When working at jobsites with multiple employers, it’s important to understand OSHA’s multi employer citation policy. OSHA places employers into four categories based on their roles in order to determine responsibility when issuing citations. It is important to note that employers can fall into more than one category depending on their roles. Employers of any category can be subject to OSHA citations for failing to fulfill the responsibilities required of them.

Employers who create hazardous conditions are creating employers. These employers are required to promptly correct any hazards they create, mitigate hazards by implementing administrative and engineering controls, and provide and require employees to wear PPE if the steps taken to eliminate the hazard are not successful.

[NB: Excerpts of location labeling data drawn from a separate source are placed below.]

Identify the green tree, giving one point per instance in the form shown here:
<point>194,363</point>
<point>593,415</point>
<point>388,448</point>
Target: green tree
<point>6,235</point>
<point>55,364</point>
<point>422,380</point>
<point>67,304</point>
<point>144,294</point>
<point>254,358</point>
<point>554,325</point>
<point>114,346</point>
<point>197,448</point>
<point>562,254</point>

Employers who expose their employees to a hazard are exposing employers. Exposing employers are required to take reasonable measures to discover and correct potential hazards. If the exposing employer does not have the authority to correct the hazard, they are required to inform exposed employees, implement alternative protection measures, and request corrective action from whomever has the authority to implement such measures. Only exposing employers can be cited for general duty clause violations.

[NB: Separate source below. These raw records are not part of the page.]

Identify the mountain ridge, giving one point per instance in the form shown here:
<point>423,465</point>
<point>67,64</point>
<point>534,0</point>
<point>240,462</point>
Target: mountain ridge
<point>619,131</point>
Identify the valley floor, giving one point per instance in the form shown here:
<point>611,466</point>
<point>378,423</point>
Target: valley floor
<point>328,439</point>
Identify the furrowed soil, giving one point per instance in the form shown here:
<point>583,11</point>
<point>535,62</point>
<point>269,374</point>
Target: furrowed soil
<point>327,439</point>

Employers with general authority over the worksite are controlling employers. Controlling employers are required to exercise “reasonable care” to detect and prevent hazards on the jobsite. Typically, controlling employers are general contractors who hire subcontractors.

Employers who are responsible for correcting a hazard are correcting employers. According to OSHA, correcting employers are usually those who are “given the responsibility of installing and/or maintaining particular safety/health equipment or devices”.  Correcting employers are required to exercise reasonable care to discover and correct hazards and violations.

In order for employers to correct reasonable care, they are required to enforce compliance with safety and health standards among other employers, conduct inspections of other employers’ safety and health systems, and have systems in place for promptly correcting hazards.